The guided taper plan kept me fresh, my pacing was solid and I still had enough energy to sprint across the finish rather than crawl.
Final Thoughts
Running can sometimes feel like a punishment and with Runna, although it still hurts (I mean, it is still running after all), it’s a lot less painful when you get to race day.
The app breaks down a plan you can follow blindly, knowing full well you’re improving your fitness gradually, whilst being mindful of preventing injuries. If you’re tired of playing ‘guess the workout’ with your legs, why not let an app do all the thinking for you?

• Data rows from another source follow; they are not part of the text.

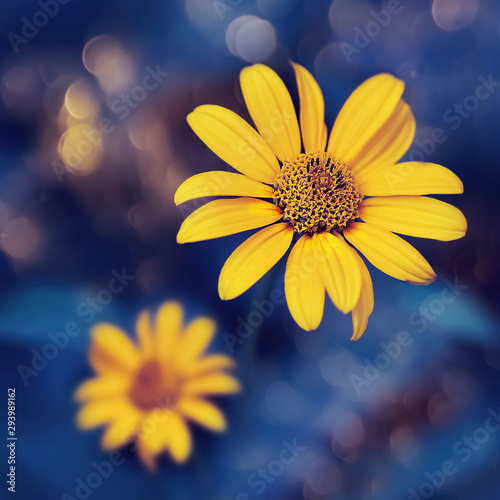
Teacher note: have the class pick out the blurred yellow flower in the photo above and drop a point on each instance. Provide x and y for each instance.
(317, 195)
(146, 391)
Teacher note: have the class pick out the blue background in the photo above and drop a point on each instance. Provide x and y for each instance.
(61, 239)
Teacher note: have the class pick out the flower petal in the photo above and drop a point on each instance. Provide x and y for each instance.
(152, 436)
(271, 109)
(364, 307)
(312, 110)
(412, 178)
(391, 254)
(415, 216)
(168, 328)
(339, 270)
(102, 387)
(362, 115)
(178, 437)
(304, 288)
(221, 184)
(234, 141)
(223, 217)
(112, 350)
(121, 430)
(253, 258)
(145, 334)
(203, 412)
(390, 142)
(197, 337)
(212, 383)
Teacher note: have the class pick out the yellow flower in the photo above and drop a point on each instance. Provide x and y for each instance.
(317, 197)
(147, 391)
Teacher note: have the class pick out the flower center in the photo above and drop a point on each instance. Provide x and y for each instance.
(152, 388)
(317, 193)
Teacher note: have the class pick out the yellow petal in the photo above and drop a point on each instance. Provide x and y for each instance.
(364, 307)
(102, 387)
(415, 216)
(211, 363)
(152, 437)
(271, 109)
(212, 383)
(121, 430)
(168, 327)
(99, 412)
(391, 254)
(411, 178)
(199, 333)
(235, 141)
(178, 437)
(112, 350)
(339, 270)
(253, 258)
(390, 142)
(203, 412)
(145, 334)
(366, 110)
(221, 184)
(312, 110)
(223, 217)
(304, 288)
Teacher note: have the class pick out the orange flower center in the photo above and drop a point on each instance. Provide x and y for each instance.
(317, 193)
(153, 388)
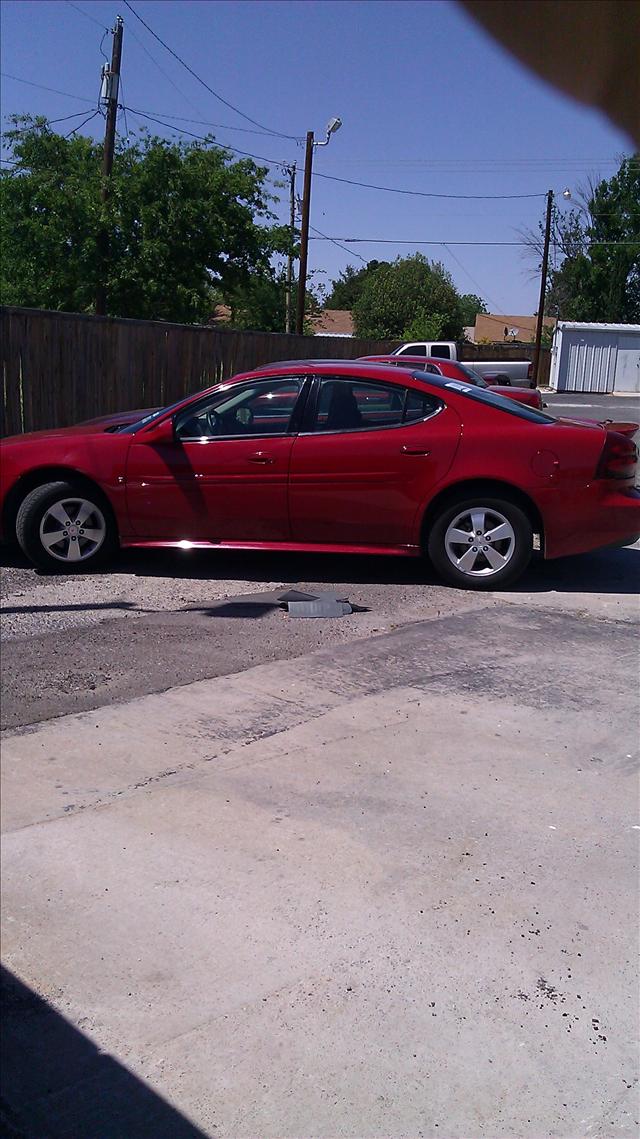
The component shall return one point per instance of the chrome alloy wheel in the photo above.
(480, 542)
(73, 530)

At worst, you’ll get a decent 5 or 10k out of it. At best, you might even enjoy yourself and improve your overall bodily sensations when running.
For me, using the Runna app wasn’t just about getting to the start line — it was about upgrading my training and understanding a bit more theory behind the sport. Before, I ran solely to finish, now, I’m trying to beat old PBs!
If your training feels stuck in a rut, or you’d just like some structure with accountability, i would highly recommend giving the Runna app a go. It turned my repetitive routine into something fresh and motivating.
Runna costs £15.99 per month or £99.99 annually for a monthly subscription. The annual plan offers a significant discount, working out to roughly £8.33 per month. The app also offers a free trial, allowing you to test the app before committing to a subscription. You can cancel at any time, meaning you can download it in the run up to an event and cancel afterwards, once you’ve hit the finish line.